Her research focuses on the political economy of sustainable development, natural resources, and environmental governance. Her primary approach is a community-based perspective of the cross-scalar and multi-level opportunities and barriers to sustainable governance of the environment and natural resources. She has on-going projects in North Carolina, Louisiana, and South Dakota.
Her research in North Carolina focuses on the multi-level and cross-scale dynamics of economic, demographic, and environmental change and the consequences for coastal communities and commercial fisher participation in governance of fisheries and sustainability of habitat.

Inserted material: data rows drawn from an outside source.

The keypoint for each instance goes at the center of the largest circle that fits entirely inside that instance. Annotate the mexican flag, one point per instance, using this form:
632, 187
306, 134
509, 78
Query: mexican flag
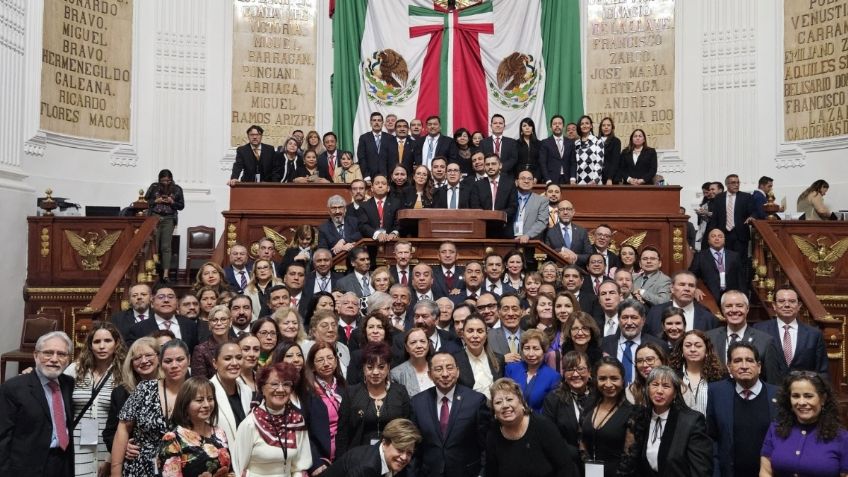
463, 60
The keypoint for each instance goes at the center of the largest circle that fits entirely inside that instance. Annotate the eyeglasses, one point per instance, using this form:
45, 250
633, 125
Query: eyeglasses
144, 357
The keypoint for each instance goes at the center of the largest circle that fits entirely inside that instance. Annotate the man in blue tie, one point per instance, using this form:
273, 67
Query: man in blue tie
569, 239
625, 341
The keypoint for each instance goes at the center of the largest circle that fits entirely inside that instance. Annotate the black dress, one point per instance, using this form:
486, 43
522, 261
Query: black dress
606, 444
538, 453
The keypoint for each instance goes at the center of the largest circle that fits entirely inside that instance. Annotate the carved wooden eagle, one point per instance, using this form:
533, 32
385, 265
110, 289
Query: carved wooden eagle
512, 70
821, 255
90, 249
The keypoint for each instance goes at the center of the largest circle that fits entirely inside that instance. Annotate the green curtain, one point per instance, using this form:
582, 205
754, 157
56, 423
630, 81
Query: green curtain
348, 26
561, 50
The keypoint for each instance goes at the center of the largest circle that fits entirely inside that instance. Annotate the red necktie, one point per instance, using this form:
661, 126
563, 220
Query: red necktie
59, 424
444, 413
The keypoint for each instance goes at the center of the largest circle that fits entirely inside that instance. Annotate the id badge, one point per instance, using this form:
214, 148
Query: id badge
88, 431
594, 468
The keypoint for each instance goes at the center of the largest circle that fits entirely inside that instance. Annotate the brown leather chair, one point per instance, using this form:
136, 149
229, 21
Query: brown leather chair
34, 327
199, 249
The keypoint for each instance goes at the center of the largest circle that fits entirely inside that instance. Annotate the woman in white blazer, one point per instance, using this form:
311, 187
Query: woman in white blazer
232, 395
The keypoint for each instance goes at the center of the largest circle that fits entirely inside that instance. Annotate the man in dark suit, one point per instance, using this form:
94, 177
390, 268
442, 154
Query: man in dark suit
372, 151
390, 456
734, 307
568, 238
454, 421
330, 159
496, 192
401, 151
623, 344
743, 397
506, 148
683, 286
377, 214
556, 155
139, 309
36, 413
447, 275
434, 144
603, 236
802, 345
456, 194
256, 162
572, 281
338, 233
237, 273
719, 267
737, 233
165, 318
425, 314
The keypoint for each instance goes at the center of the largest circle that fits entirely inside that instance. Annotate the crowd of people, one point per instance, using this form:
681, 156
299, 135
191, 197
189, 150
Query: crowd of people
278, 366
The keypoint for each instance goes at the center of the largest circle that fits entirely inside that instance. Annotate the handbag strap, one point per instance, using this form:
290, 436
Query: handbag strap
94, 394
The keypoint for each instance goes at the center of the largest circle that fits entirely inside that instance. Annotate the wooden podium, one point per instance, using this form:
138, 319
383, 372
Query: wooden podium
447, 223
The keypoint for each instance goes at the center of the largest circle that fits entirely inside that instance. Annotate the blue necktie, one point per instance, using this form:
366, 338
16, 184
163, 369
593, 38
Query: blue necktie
627, 361
566, 236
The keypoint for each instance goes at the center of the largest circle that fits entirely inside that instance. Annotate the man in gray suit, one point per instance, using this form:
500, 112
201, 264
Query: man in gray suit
653, 286
532, 218
569, 239
506, 339
734, 307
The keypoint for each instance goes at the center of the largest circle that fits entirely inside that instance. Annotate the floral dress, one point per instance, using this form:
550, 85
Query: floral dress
186, 453
144, 410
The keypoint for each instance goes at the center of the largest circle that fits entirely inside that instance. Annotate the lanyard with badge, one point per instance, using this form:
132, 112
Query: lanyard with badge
89, 432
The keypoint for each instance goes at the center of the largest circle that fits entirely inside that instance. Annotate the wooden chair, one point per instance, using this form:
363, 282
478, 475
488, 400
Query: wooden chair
34, 327
199, 249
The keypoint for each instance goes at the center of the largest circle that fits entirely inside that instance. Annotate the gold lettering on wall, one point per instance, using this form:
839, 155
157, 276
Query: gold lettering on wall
630, 67
86, 66
274, 46
815, 69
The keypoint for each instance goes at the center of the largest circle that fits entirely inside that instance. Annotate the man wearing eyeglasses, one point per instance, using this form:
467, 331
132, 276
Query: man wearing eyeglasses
36, 414
623, 344
165, 318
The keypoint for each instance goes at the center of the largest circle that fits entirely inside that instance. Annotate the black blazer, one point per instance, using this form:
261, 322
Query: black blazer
645, 168
188, 330
440, 197
26, 426
509, 152
557, 168
394, 159
372, 161
704, 320
459, 453
704, 267
685, 447
612, 160
245, 167
810, 352
124, 321
361, 461
369, 219
505, 200
445, 147
466, 374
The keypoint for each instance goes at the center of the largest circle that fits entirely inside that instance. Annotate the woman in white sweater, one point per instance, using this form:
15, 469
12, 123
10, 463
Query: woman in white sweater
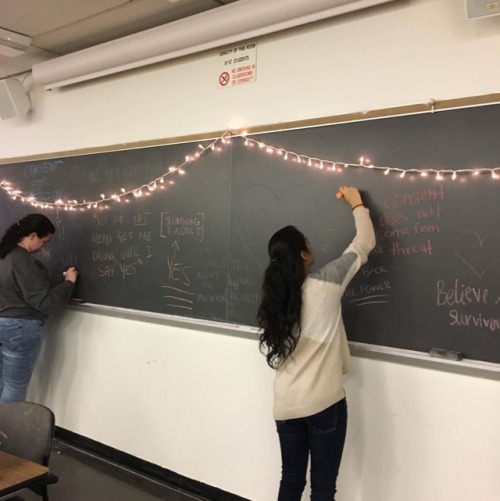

In Louisiana, her research focuses on the vulnerability, resilience, and adaptation of coastal communities to market forces, climate change, and industrial activities. Research projects include the use of boat-to-fork programs to increase community resilience through shortened supply chains for locally produced seafood; a multi-disciplinary study of the conservation potential of private, absentee landowners in the context of increasing intensity of storm surge from rising sea levels and land lost to internal hydrological inundation and external erosion; and, an interdisciplinary, comparative study of the differential risk, vulnerability, and resilience of rural, racially and economically diverse coastal communities.
Her research in South Dakota focuses on governance of the water-energy nexus and the potential for the conservation efforts of recreational user groups to scale up to broader environmental justice outcomes.